Biodiversity decline is indisputable, and rates of future decline depend on whether threats to species persistence are abated. However, current resources for threatened species management are less than required to stop further decline. Management that abates many threats to many species is necessary, yet decisions about how to do this under resource constraints are inherently complex. My thesis incorporates systematic conservation planning and cost-effectiveness analysis in a decision-support framework for prioritising spatially-explicit management actions for many species across a region.
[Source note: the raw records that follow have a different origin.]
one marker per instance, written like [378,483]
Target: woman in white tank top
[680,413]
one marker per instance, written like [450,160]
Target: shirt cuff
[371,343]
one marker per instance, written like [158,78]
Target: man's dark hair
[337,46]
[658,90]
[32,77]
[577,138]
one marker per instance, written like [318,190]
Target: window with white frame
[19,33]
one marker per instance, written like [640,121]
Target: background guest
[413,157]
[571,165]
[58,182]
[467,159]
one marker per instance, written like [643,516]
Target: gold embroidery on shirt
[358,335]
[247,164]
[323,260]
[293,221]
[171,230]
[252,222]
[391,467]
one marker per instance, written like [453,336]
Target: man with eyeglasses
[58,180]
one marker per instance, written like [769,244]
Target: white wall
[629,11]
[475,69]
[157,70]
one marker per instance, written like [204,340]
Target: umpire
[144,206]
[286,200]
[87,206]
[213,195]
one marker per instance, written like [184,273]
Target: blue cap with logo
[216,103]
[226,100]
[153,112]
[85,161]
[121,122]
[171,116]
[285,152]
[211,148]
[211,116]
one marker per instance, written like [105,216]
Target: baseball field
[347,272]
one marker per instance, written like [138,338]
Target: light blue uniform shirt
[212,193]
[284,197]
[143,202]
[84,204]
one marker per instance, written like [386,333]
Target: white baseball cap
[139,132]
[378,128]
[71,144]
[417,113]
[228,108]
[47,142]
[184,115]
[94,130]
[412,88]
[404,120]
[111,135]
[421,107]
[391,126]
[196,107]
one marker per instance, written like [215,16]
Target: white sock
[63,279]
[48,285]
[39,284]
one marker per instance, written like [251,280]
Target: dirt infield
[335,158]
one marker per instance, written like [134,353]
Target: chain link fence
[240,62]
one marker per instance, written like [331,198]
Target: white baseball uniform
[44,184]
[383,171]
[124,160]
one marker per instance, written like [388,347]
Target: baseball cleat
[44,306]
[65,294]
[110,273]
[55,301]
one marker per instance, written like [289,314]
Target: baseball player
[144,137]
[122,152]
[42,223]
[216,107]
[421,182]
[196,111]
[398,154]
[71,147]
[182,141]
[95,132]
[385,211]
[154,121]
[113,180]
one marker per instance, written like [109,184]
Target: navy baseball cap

By prioritising action where it is expected to provide the greatest benefit to the most species at least cost, my research advances the thinking on decision support, and contributes to the effort to reduce biodiversity decline.
Using information on threats to species that was compiled by the Queensland, Australia government, my research develops a decision-support process for managing threats to threatened species in a bio-diverse regional-scale management area, the Burnett-Mary Natural Resource Management Region. In my thesis, predicted distributions for 65 threatened species are modelled on co-occurring presence-only species locations and ecologically-meaningful environmental data. Three threats are addressed: invasive red fox predation; too frequent and intense fire; and habitat degradation from overgrazing. Indirect threat maps are made by combining predicted distribution models of species vulnerable to specific threats and are used to identify locations where threat-abating actions are most likely to provide benefit to species. Management action costs are estimated for fox control, on the basis of a roadside baiting strategy; proactive fire management, on the basis of vegetation type and proximity to human structures; and stewardship agreements to reduce grazing, on the basis of foregone agriculture profit. Spatially combining the costs and benefits of threat-abating actions leads to the ability to prioritise cost-effective locations for actions. Within the context of prioritising regional threat management actions, my research examines four topics.
Firstly, an understanding of where species are affected by threats determines where to direct management. Indirect threat maps are made by combining threatened species distribution maps, but are sensitive to map scale in guiding spatially-explicit threat management efforts (Chapter 2). Using fine-scale predicted species distribution models to derive indirect threat maps, instead of general range maps, may lead to better regional management decisions.
Funding limitations for threat management require that choices be made when not everything can be done. Transparent and rigorous decision support is provided by prioritising management ranked on the most, to least, cost-effective actions and locations, and is made accessible when calculated with readily-available spreadsheet and mapping software (Chapter 3). Cost-effective management priorities are determined by combining indirect threat maps that locate which actions benefit species with maps quantifying the cost of action. Priorities depend on how the benefits and costs co-vary across a landscape.
The costs and/or benefits of one management action may depend upon those of another action, which will affect the ranking of conservation actions by their cost-effectiveness (Chapter 4). If actions are dependent and species are secured when only one threat is managed, managing for multiple threats results in poor allocation of resources. Alternatively, focusing on individual threats potentially results in inadequate management and failure of conservation outcomes if species only benefit when all the threats are managed. Considering when management action success depends upon which other actions are undertaken will better protect species from threats and guide spending of limited funding.
Lastly, providing an alternative to basic decision support, more complex methods for conservation planning can be used to meet more comprehensive management goals, but spatial priorities are likely to differ (Chapter 5). When the goal includes explicitly managing for all species and threats, priority locations for actions are different than if prioritising management in species-rich areas. Trade-offs between threatened species management plans are inevitable, but examining the implications of different strategies may lead to better decisions.
My research provides four contributions to conservation research by focusing on decision support for threat management that reduces biodiversity decline. 1) Indirect threat maps, created by combining predicted distribution models of threatened species, indicate where action is needed for managing threats at the regional scale. 2) Decisions about where to manage threats are made by prioritising cost-effective actions and can be determined using accessible and commonly-used software. 3) Failing to consider that the success of management actions is likely to depend on what other actions have been undertaken will result in ineffective spending of limited funding or insufficient management of threats. 4) Both simpler and more complex conservation planning methods assist in choosing where to manage, with which actions, at least cost, but spatial priorities will differ. In summary, my research shows that management priorities can be selected by combining threatened species distributions with the costs of abating threats. Transparently chosen management actions that are efficient in using limited resources may better lead to abating threats to biodiversity.